Return of 20,000 Sudanese and Congolese refugees
New pacts pave way for return of 20,000 Sudanese and Congolese refugees – UN agency
About 20,000 refugees from the Sudan and the Democratic Republic of the Congo (DRC), including many living in exile for nearly four decades, will start returning home next month under pacts signed between the United Nations refugee agency (UNHCR) and both African governments this week.
The two tripartite agreements signed on Monday laid out the legal framework for the return of 13,300 Sudanese refugees in the DRC and 6,800 Congolese refugees who have been calling Sudan home since the mid-1960s.
“Although many of the Congolese were born in Sudan and are well integrated into Sudanese society, they express a strong desire and determination to return to their homeland,” UNHCR spokesperson Ron Redmond said yesterday in Geneva. “Older Congolese refugees, some of whom have spent four decades in exile in Sudan, say they want to live out the remainder of their lives in their own country.”

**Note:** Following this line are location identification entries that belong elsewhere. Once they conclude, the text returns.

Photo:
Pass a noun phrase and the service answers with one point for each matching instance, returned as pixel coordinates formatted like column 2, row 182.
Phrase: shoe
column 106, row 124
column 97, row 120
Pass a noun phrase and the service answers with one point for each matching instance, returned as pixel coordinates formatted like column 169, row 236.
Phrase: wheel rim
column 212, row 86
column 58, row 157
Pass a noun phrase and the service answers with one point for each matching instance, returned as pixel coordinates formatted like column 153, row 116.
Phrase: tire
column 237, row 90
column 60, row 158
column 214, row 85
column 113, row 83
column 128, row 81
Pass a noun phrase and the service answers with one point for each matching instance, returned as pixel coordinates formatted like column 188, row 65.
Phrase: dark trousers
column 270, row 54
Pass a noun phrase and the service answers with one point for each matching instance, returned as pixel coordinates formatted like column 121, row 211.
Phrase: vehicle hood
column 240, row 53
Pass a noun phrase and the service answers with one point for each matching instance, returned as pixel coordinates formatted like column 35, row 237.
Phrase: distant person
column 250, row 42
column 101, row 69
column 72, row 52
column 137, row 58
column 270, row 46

The repatriation by air will start with Congolese refugees originating from the Kisangani area. Many of them fled the DRC, then called Zaire, between 1965 to 1968 as the large African nation’s security situation worsened during the post-independence period and after the coup that brought Mobutu Sese Seko to power.

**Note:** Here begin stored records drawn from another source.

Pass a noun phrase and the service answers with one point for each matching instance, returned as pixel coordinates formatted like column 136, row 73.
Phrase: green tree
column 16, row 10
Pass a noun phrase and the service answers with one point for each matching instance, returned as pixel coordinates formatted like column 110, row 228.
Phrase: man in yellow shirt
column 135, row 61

Most of the 13,300 Sudanese refugees living in the DRC fled southern Sudan between 1994 and 1996. The agreements signed in Kinshasa this week come more than a year after the signing of a peace accord which ended 21 years of civil war in south Sudan.
This week’s agreements follow one endorsed last month in Nairobi between Kenya, Sudan and UNHCR which cleared the way for thousands of Sudanese refugees to be repatriated from Kenya.
A fourth tripartite pact is to be signed today between the Central African Republic (CAR), Sudan and UNHCR. The first repatriation movement from CAR is scheduled to begin later this week as people travel from Mboki camp in the southeastern part of the country to Tambura, in southwestern Sudan.
More than 500,000 Sudanese refugees remain in exile in neighbouring countries, and an additional 4 million southern Sudanese are displaced within Sudan itself. Thousands of south Sudanese have spontaneously returned since the signing of the peace agreement last year.